El otro punto clave es sellar bien el conejo. No lo muevas apenas al ponerlo en la cazuela con el aceite caliente. Dale tiempo a que forme una costra dorada por cada lado; eso sella los jugos. Si lo sacas antes de tiempo, la carne puede quedar más seca.
Una vez que devuelvas la carne a la cazuela con el caldo, la paciencia es tu mejor aliada. Tapa y cocina a fuego muy lento durante 1 hora y 30 minutos. No tengas prisa por destaparlo. La carne está lista cuando se desprende del hueso con facilidad. Si la salsa te queda muy aguada al final, solo entonces destapa y deja que reduzca unos minutos más.
Un truco: si no tienes caldo de pollo a mano, puedes usar agua caliente, pero el caldo le dará más cuerpo y sabor. Los dientes de ajo enteros que añades al sofrito quedarán confitados y cremosos; no los retires, son un bocado delicioso. Este guiso gana si se hace un día antes: los sabores se integran mejor.
Añadir patatas peladas y cortadas en trozos grandes junto con el conejo para tener un plato completo.

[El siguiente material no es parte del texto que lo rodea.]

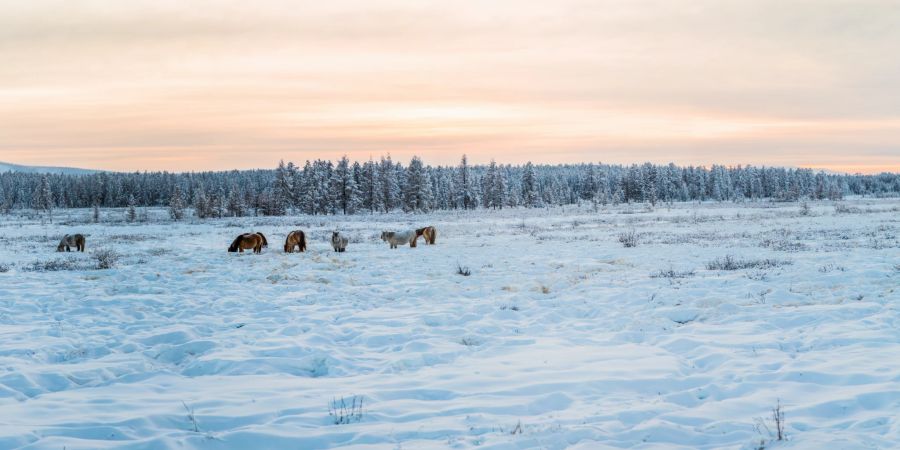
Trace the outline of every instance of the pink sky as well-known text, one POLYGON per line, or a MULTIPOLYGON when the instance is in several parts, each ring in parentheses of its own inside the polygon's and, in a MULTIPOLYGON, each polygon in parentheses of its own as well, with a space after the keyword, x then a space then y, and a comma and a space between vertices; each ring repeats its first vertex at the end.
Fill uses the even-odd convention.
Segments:
POLYGON ((0 4, 0 161, 900 171, 894 1, 0 4))

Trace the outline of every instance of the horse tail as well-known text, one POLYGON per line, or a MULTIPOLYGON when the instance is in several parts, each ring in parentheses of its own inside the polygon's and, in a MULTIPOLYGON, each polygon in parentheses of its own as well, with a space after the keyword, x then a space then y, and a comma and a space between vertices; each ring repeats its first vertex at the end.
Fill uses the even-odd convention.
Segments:
POLYGON ((228 247, 228 251, 234 253, 237 251, 238 246, 241 245, 241 241, 244 240, 244 235, 239 234, 238 237, 234 238, 234 242, 231 243, 231 246, 228 247))

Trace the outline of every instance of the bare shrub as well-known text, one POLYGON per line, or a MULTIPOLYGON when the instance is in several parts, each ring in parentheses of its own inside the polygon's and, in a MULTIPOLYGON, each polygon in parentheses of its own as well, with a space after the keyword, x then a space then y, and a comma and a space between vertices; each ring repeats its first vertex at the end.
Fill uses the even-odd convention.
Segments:
POLYGON ((363 416, 363 398, 359 395, 354 395, 350 397, 350 400, 341 397, 338 399, 331 399, 331 404, 328 405, 328 415, 331 416, 331 421, 335 425, 346 425, 353 422, 362 421, 363 416))
POLYGON ((657 272, 653 272, 650 274, 650 278, 689 278, 694 276, 693 270, 675 270, 674 268, 668 268, 667 270, 659 270, 657 272))
POLYGON ((822 267, 819 267, 819 272, 822 272, 822 273, 829 273, 829 272, 834 272, 834 271, 846 272, 847 268, 844 266, 836 265, 834 263, 828 263, 822 267))
POLYGON ((191 431, 193 431, 194 433, 199 433, 200 424, 197 423, 197 417, 194 416, 194 408, 189 408, 187 403, 185 403, 184 401, 182 401, 181 404, 184 405, 184 409, 188 413, 188 421, 191 422, 191 431))
POLYGON ((96 261, 98 270, 112 269, 120 259, 119 253, 110 248, 99 248, 91 256, 96 261))
POLYGON ((855 206, 847 206, 843 203, 835 203, 834 212, 836 214, 862 214, 863 211, 855 206))
POLYGON ((31 264, 25 266, 24 270, 28 272, 58 272, 62 270, 83 270, 84 267, 79 264, 74 256, 67 258, 54 258, 48 260, 32 261, 31 264))
POLYGON ((760 245, 779 252, 802 252, 804 250, 809 250, 808 245, 786 238, 763 239, 762 242, 760 242, 760 245))
POLYGON ((619 242, 625 248, 637 247, 637 233, 634 230, 620 233, 619 242))
POLYGON ((755 427, 756 432, 760 436, 762 436, 762 438, 759 440, 759 446, 755 447, 757 450, 764 450, 766 448, 766 444, 767 444, 766 439, 767 438, 770 441, 771 440, 774 440, 774 441, 786 441, 787 440, 787 434, 784 431, 784 426, 785 426, 784 408, 782 408, 782 406, 781 406, 781 399, 778 399, 777 403, 775 404, 775 407, 772 408, 771 423, 772 423, 772 426, 775 428, 774 430, 772 430, 772 428, 769 428, 769 424, 767 424, 766 420, 761 417, 755 418, 754 422, 756 422, 756 427, 755 427))
POLYGON ((736 259, 731 255, 724 258, 716 258, 706 263, 706 270, 742 270, 742 269, 771 269, 791 264, 790 261, 777 259, 736 259))

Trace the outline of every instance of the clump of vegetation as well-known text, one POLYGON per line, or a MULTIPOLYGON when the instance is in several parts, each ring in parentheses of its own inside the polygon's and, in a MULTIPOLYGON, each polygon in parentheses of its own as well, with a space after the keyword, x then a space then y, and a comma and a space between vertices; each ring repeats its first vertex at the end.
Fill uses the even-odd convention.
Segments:
POLYGON ((863 211, 853 206, 847 206, 843 203, 835 203, 834 212, 837 214, 861 214, 863 211))
POLYGON ((331 404, 328 405, 328 415, 331 416, 331 421, 335 425, 360 422, 363 416, 362 406, 363 398, 359 395, 354 395, 349 400, 344 397, 341 397, 340 400, 331 399, 331 404))
POLYGON ((759 446, 756 447, 756 450, 765 450, 766 448, 766 437, 769 440, 774 441, 786 441, 787 433, 784 431, 784 409, 781 406, 781 399, 775 404, 772 408, 772 426, 775 428, 772 430, 769 428, 769 425, 762 418, 756 418, 756 432, 763 436, 759 441, 759 446))
POLYGON ((724 258, 716 258, 706 263, 706 270, 742 270, 742 269, 771 269, 791 264, 790 261, 778 259, 737 259, 731 255, 724 258))
POLYGON ((668 270, 659 270, 657 272, 653 272, 650 274, 650 278, 689 278, 694 276, 693 270, 675 270, 673 268, 669 268, 668 270))
POLYGON ((625 248, 637 247, 637 233, 634 230, 620 233, 619 242, 625 248))
POLYGON ((191 422, 191 431, 193 431, 194 433, 199 433, 200 424, 197 422, 197 417, 194 416, 194 408, 188 407, 187 403, 185 403, 184 401, 182 401, 181 404, 184 405, 184 409, 188 413, 188 421, 191 422))
POLYGON ((98 270, 112 269, 119 263, 119 253, 110 248, 97 249, 92 255, 98 270))
POLYGON ((24 270, 28 272, 59 272, 62 270, 83 270, 84 267, 79 264, 75 257, 54 258, 48 260, 37 260, 25 266, 24 270))

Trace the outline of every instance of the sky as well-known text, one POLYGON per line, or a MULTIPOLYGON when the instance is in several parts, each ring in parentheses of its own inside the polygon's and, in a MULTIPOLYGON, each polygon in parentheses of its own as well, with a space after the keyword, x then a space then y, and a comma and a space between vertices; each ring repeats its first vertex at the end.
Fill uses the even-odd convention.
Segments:
POLYGON ((900 172, 895 0, 0 0, 0 161, 900 172))

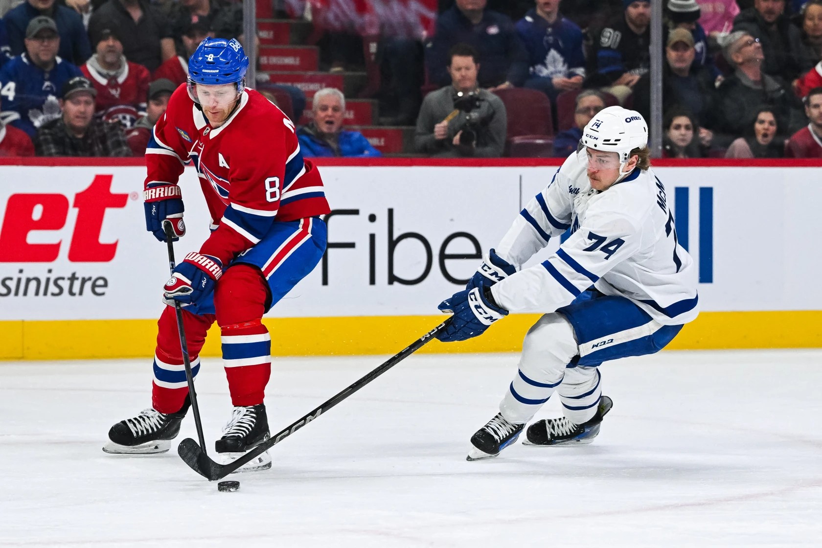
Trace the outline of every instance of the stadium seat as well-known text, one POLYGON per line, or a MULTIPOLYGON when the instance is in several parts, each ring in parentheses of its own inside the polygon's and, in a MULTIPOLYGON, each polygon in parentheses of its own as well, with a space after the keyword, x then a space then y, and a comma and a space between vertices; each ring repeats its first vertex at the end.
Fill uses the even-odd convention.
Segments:
MULTIPOLYGON (((563 91, 556 97, 556 131, 564 131, 574 127, 574 108, 576 106, 576 97, 584 90, 574 90, 572 91, 563 91)), ((601 91, 605 97, 605 106, 613 107, 619 104, 616 98, 606 91, 601 91)), ((629 96, 633 103, 633 94, 629 96)), ((626 101, 627 102, 627 101, 626 101)), ((626 107, 629 108, 630 107, 626 107)))
POLYGON ((553 136, 551 101, 542 91, 508 88, 494 93, 506 105, 509 141, 518 136, 553 136))
POLYGON ((511 158, 551 158, 554 140, 542 135, 523 135, 513 137, 509 146, 511 158))

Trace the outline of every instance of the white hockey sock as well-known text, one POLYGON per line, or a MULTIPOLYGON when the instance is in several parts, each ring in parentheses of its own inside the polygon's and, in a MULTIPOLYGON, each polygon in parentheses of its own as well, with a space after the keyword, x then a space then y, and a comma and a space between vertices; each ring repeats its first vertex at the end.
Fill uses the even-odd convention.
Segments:
POLYGON ((566 365, 576 355, 574 329, 564 316, 546 314, 529 330, 520 371, 508 387, 500 412, 509 422, 528 422, 562 382, 566 365))
POLYGON ((597 367, 577 366, 566 371, 562 384, 556 391, 569 421, 582 424, 596 414, 597 404, 603 394, 601 379, 597 367))

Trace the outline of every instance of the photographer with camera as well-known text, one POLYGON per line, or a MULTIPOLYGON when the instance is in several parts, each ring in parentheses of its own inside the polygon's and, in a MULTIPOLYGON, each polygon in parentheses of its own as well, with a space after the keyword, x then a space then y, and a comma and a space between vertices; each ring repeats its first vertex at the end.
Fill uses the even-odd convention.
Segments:
POLYGON ((435 158, 497 158, 508 127, 499 97, 479 89, 479 53, 467 44, 448 53, 451 85, 428 94, 417 118, 417 152, 435 158))

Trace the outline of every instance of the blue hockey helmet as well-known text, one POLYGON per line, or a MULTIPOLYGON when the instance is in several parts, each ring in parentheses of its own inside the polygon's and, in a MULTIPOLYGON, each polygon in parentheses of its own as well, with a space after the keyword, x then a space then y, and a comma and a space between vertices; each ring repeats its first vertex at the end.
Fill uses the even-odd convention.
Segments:
POLYGON ((248 58, 235 39, 206 38, 188 60, 189 89, 192 84, 237 84, 237 92, 242 93, 247 70, 248 58))

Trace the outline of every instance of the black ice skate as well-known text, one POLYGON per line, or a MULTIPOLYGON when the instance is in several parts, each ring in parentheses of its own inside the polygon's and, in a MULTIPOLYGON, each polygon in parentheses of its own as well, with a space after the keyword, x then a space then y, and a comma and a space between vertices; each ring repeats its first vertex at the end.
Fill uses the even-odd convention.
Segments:
MULTIPOLYGON (((223 429, 223 437, 215 444, 215 450, 220 454, 222 463, 228 464, 268 440, 268 437, 265 403, 247 408, 236 407, 231 420, 223 429)), ((270 467, 271 456, 266 451, 232 473, 268 470, 270 467)))
POLYGON ((165 453, 180 432, 180 424, 190 405, 191 400, 186 396, 182 408, 176 413, 143 409, 134 418, 120 421, 109 431, 109 443, 103 450, 115 454, 165 453))
POLYGON ((611 411, 613 402, 607 396, 599 398, 597 413, 582 424, 574 424, 564 417, 537 421, 525 433, 524 445, 577 445, 589 444, 599 434, 603 417, 611 411))
POLYGON ((510 445, 520 437, 524 424, 512 424, 496 413, 494 418, 471 436, 471 449, 465 460, 473 461, 491 458, 510 445))

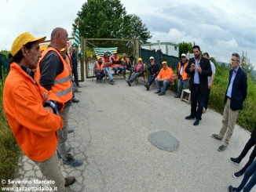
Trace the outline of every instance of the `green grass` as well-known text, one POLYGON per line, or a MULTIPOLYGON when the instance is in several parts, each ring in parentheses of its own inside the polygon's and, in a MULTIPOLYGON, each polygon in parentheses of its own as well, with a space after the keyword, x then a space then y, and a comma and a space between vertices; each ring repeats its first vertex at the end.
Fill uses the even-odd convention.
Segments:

Agregar una guindilla seca o una cucharadita de pimentón picante para quienes prefieran un toque picante.
Incorporar champiñones o setas silvestres salteadas durante los últimos 20 minutos de cocción.
Dejar enfriar completamente, guardar en un recipiente hermético y refrigerar. Calentar a fuego lento antes de servir.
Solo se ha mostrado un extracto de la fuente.